Mail Archives: djgpp-workers/2000/11/23/02:08:27
Date: Wed, 8 Nov 2000 09:43:15 +0200 (WET)
From: Andris Pavenis <pavenis AT lanet DOT lv>
> One additional suggestion: There are small DOS utility in Simtelnet
> (simtelnet/msdos/fileutils/nocrlf10.zip) which permits to repair
> binary files which are errorously transfered as text (it was DOS only so
> no LFN support, of course). Now only change we need for that in dtou is to
> skip Ctrl-Z processing. My suggestion is to do that if executable name is
> nocrlf only. So one can do:
Date: Wed, 8 Nov 2000 13:27:53 +0200 (IST)
From: Eli Zaretskii <eliz AT is DOT elta DOT co DOT il>
> And, if we are talking about adding features to DTOU, here's a small
> wishlist:
>
> - add verbose operation option, whereby the program will print whether
> it removed any CR's and ^Z's, and whether some lines had LF without a
> CR (a sure sign the file is either binary or has inconsistent EOL
> format for some other reason).
>
> - add an option which will remove any number of CRs before an LF, as in
> "\r\r\r\r\r\n" (this happens with buggy ports of Unix software, such
> as the Windows CVS client, which always blindly add a CR to LF, even
> if there's already a CR there).
>
> - return an exit status which says whether any changes were done to the
> file.
>
> - add an option which causes the file time stamps to be preserved only
> if the file was left unchanged.
>
> - explain more about how these two programs work in utils.tex.
I have added 5 command-line options to dtou:
-h: Displays a help text and exits.
-r: Repair mode.
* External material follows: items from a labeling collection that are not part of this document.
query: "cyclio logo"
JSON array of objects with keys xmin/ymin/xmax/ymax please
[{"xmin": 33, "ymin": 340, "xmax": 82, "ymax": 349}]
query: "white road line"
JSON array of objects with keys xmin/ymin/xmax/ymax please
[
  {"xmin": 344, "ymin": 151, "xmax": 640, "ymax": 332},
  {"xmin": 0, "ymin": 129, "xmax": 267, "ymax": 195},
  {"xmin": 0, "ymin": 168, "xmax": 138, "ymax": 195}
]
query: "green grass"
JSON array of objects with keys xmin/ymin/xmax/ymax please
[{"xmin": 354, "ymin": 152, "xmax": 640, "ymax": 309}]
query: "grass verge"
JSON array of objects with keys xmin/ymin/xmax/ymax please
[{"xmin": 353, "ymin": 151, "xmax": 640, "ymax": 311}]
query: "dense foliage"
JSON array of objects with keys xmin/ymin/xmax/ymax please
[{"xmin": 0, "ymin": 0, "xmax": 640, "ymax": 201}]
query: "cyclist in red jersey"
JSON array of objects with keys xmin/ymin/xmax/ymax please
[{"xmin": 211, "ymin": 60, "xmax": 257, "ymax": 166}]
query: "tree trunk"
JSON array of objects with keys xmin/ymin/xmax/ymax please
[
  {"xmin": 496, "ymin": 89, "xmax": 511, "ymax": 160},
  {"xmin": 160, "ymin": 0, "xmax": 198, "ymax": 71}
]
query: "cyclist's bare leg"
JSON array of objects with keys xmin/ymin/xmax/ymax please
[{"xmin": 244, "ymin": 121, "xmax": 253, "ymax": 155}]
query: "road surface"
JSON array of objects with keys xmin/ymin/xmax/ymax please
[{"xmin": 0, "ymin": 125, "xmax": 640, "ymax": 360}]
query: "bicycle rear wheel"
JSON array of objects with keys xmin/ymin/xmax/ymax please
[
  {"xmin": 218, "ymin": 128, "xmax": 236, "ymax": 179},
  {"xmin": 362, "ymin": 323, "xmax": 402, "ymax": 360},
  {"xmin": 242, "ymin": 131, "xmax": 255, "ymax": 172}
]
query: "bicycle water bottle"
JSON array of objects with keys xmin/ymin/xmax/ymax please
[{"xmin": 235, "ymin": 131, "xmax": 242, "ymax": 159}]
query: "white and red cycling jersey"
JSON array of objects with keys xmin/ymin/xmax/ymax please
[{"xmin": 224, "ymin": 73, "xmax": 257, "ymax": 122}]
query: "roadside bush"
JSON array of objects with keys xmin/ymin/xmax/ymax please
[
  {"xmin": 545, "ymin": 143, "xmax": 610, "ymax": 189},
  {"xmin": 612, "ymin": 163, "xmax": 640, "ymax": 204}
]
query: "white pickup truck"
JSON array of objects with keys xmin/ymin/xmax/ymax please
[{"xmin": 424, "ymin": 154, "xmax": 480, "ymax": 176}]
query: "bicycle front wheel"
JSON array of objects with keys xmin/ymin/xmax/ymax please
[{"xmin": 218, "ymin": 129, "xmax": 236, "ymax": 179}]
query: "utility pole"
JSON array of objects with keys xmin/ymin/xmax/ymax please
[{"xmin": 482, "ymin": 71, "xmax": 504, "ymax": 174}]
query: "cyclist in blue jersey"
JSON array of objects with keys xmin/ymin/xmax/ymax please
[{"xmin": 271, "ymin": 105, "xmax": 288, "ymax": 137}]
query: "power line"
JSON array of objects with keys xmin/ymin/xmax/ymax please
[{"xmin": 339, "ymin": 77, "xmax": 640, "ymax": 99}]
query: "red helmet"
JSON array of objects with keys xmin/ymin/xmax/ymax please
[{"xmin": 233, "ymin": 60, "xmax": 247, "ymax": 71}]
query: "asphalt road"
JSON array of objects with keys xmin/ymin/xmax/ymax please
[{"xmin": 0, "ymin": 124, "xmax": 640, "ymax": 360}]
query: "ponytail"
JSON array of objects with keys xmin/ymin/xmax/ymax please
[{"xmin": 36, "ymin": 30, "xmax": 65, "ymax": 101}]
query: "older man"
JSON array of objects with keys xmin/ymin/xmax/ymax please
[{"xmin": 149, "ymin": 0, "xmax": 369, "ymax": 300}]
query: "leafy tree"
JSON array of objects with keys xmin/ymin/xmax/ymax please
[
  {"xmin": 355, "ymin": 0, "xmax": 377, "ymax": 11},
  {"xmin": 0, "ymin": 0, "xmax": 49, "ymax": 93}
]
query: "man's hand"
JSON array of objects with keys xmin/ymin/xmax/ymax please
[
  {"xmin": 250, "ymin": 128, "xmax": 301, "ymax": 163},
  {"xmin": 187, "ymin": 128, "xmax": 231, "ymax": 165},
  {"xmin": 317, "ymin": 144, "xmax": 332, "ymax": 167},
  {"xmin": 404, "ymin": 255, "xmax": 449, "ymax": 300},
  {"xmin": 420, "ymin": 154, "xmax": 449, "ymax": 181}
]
This mode transforms MSDOS-style EOL (CRLF) into
UNIX-style EOL (LF). It ignores Cntl-Z thus it will not truncate the file.
CR sequences in front of LFs are left unchanged. A CR sequence is a sequence
except for the last CR of the sequence. This last CR together with the LF
forms the MSDOS-style EOL (CRLF). This implies that if there are n CRs followed
by a LF, the sequence is only n-1 CRs long, of course. This mode is intended
for repairing files that have erroneously been transmited in text-mode
instead of binary-mode during a FTP session.
-s: Strip mode. It transforms MSDOS-style EOL (CRLF) into UNIX-style EOL (LF)
and strips a CR sequence of arbitrary length from a file, if the sequence
is followed by a LF. CR sequences that are not followed by a LF are left
unchanged.
-t: Timestamp. With this option the timestamp of a file (modified or not)
will be preserved.
-v: Verbose mode. This mode outputs some information during file processing.
All possible output looks like:
File: foo.c
File unchanged.
At least one CRLF to LF transformation.
Warning: At least one CR sequence striped from a LF.
Warning: At least one Cntl-Z. File truncated at line n.
Warning: At least one LF without a preceeding CR.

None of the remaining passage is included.